One year ago this week, the Supreme Court's conservative majority struck down a key provision of the Voting Rights Act and took yet another step toward undermining our democracy. Since then, civil rights leaders have been hard at work trying to clean up the Court's mess.
The Shelby decision was a devastating loss, especially for those who fought to see the original Voting Rights Act enacted. Rep. John Lewis of Georgia, the sole surviving speaker from the 1963 March on Washington and a leader of the 1965 march from Selma to Montgomery, accused the Supreme Court of "stab[bing] the Voting Rights Act of 1965 in its very heart." Civil rights advocates mourned the naïve assumption that Selma had been relegated to ancient history and that racial discrimination in voting went with it. People For the American Way's director of African American religious affairs noted on the day of the decision: "Those who sided with the majority clearly have not been paying attention, reading the paper, attending community meetings, living in America."
Indeed, anyone who has been paying attention knows that voting discrimination is far from ancient history. A new report by the Leadership Conference on Civil and Human Rights found nearly 150 documented instances of voting rights violations since 2000, with each case affecting between hundreds and tens of thousands of voters.
Happily, reform is finally underway in the Senate. On Wednesday, the Judiciary Committee will hold a hearing on legislation to put the VRA back together again. It's a critically important first step in getting our country's laws back to where they need to be on voting rights protections. But so far House Republican leadership has refused to move forward. Maybe they think that if they pretend a problem doesn't exist, they won't have to fix it.
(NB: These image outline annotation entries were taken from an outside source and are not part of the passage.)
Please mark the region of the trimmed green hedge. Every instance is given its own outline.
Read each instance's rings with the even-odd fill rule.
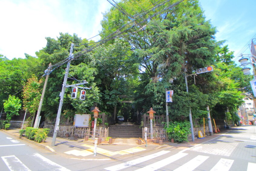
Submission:
[[[27,127],[26,128],[25,136],[29,139],[34,140],[38,142],[44,142],[46,139],[50,130],[50,129]]]

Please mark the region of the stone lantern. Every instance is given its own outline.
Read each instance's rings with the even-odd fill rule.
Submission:
[[[99,116],[99,112],[100,112],[100,111],[99,110],[98,108],[97,107],[95,107],[95,109],[92,111],[92,112],[94,113],[94,126],[93,128],[93,138],[94,139],[95,139],[95,134],[96,133],[96,126],[97,125],[97,118],[98,118],[98,116]]]
[[[153,108],[151,108],[149,111],[147,112],[147,113],[149,113],[149,119],[150,119],[150,135],[151,138],[153,138],[153,123],[152,119],[154,118],[154,114],[156,113],[156,112],[153,110]]]

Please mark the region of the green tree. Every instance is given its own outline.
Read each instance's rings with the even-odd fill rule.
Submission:
[[[38,81],[36,77],[32,75],[31,78],[28,79],[23,89],[23,108],[25,110],[27,109],[30,113],[30,117],[28,120],[30,122],[31,127],[33,126],[35,112],[39,106],[42,82],[41,79]]]
[[[21,101],[14,96],[9,95],[8,100],[4,103],[4,109],[6,113],[6,120],[8,123],[14,115],[18,115],[18,112],[21,107]]]

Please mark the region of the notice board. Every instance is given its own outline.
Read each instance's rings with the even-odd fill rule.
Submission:
[[[90,115],[76,114],[75,118],[75,126],[76,127],[89,127],[89,121]]]

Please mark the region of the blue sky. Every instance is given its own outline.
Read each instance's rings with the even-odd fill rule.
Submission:
[[[199,2],[217,28],[217,40],[226,40],[236,56],[243,49],[249,53],[248,46],[243,48],[256,37],[256,0]],[[45,37],[56,38],[60,32],[90,38],[101,30],[102,12],[111,7],[107,0],[0,0],[0,54],[10,59],[25,53],[35,56],[45,46]]]

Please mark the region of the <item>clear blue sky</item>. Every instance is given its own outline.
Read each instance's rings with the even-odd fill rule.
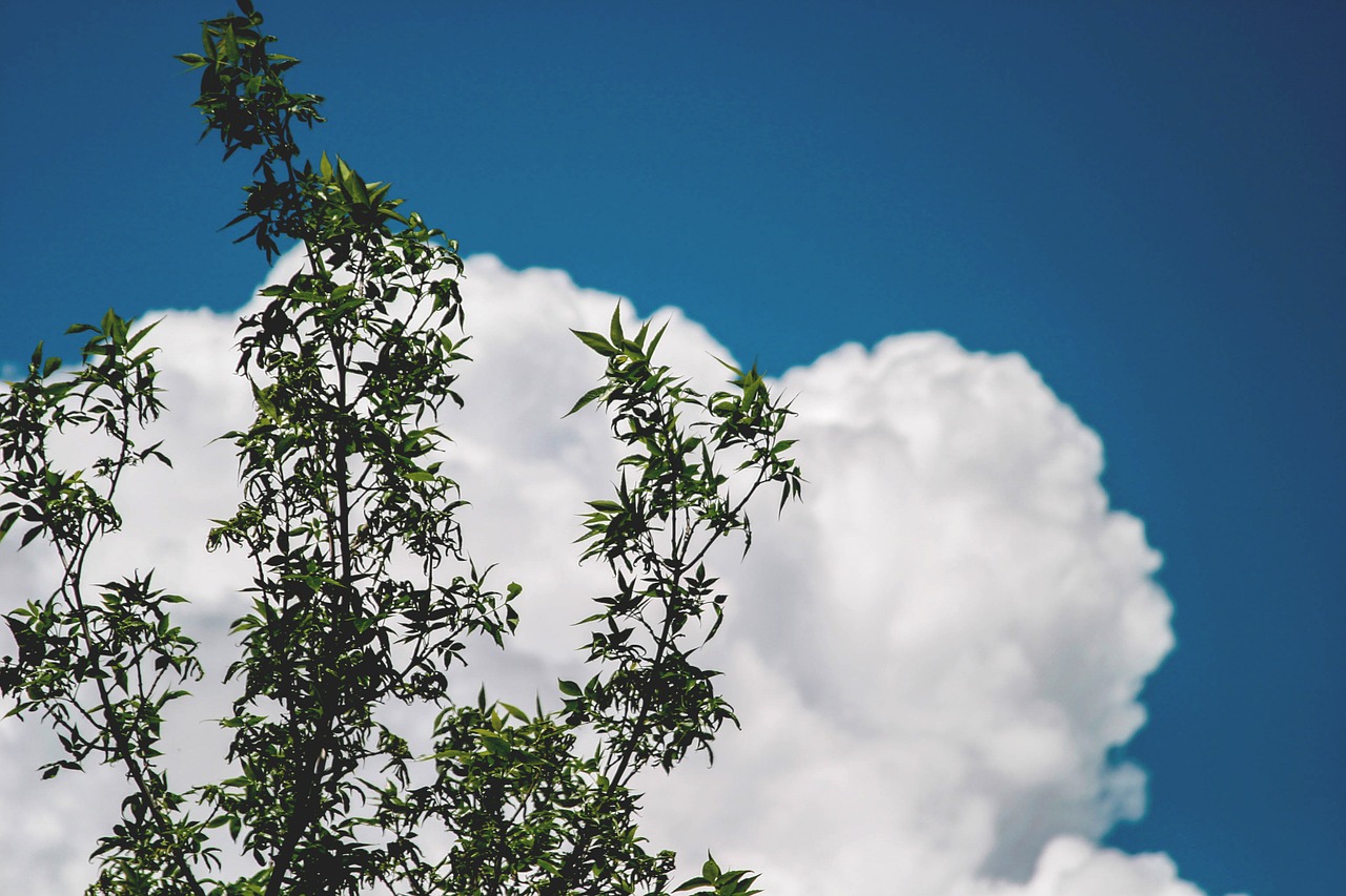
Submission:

The push for voting rights protections isn't the only effort underway to clean up the mess the Supreme Court has made of our democracy. With the 2012 election the most expensive in history, this week the Senate Judiciary Committee is considering a proposed constitutional amendment to overturn cases like Citizens United v. FEC, the infamous 2010 ruling that paved the way for unlimited corporate political spending. Like Shelby, Citizens United was a contentious 5-4 decision with a strong dissent. Also like Shelby, it set our democracy back dramatically. Citizens United let corporate bank accounts overwhelm the voices of everyday Americans. Shelby made it easier for state and local governments to create barriers to voting.
But Americans know that the answer to attacks on our democracy isn't despair -- it's action. Sixteen states and more than 550 cities and towns have called for a constitutional amendment to get big money out of politics like the one moving forward in the Senate, and that number is growing rapidly.
National leaders are also speaking out. President Obama has expressed his support for an amendment to overturn Citizen United multiple times since the decision. House Minority Leader Nancy Pelosi, Senate Majority Leader Harry Reid, and former Supreme Court Justice John Paul Stevens are just a handful of other high-profile amendment supporters. And earlier this month, Justice Ruth Bader Ginsburg did not hold back her disdain for the recent democracy-harming decisions coming from the Supreme Court's majority: "Like the currently leading campaign finance decision, Citizens United v. Federal Election Commission, I regard Shelby County as an egregiously wrong decision that should not have staying power."
The Supreme Court has made some very bad calls when it comes to protecting the rights of all Americans to participate meaningfully in our political system. But Justice Ginsburg is right: these wrong-headed decisions shouldn't have staying power. And if the American people have anything to do with it, they won't.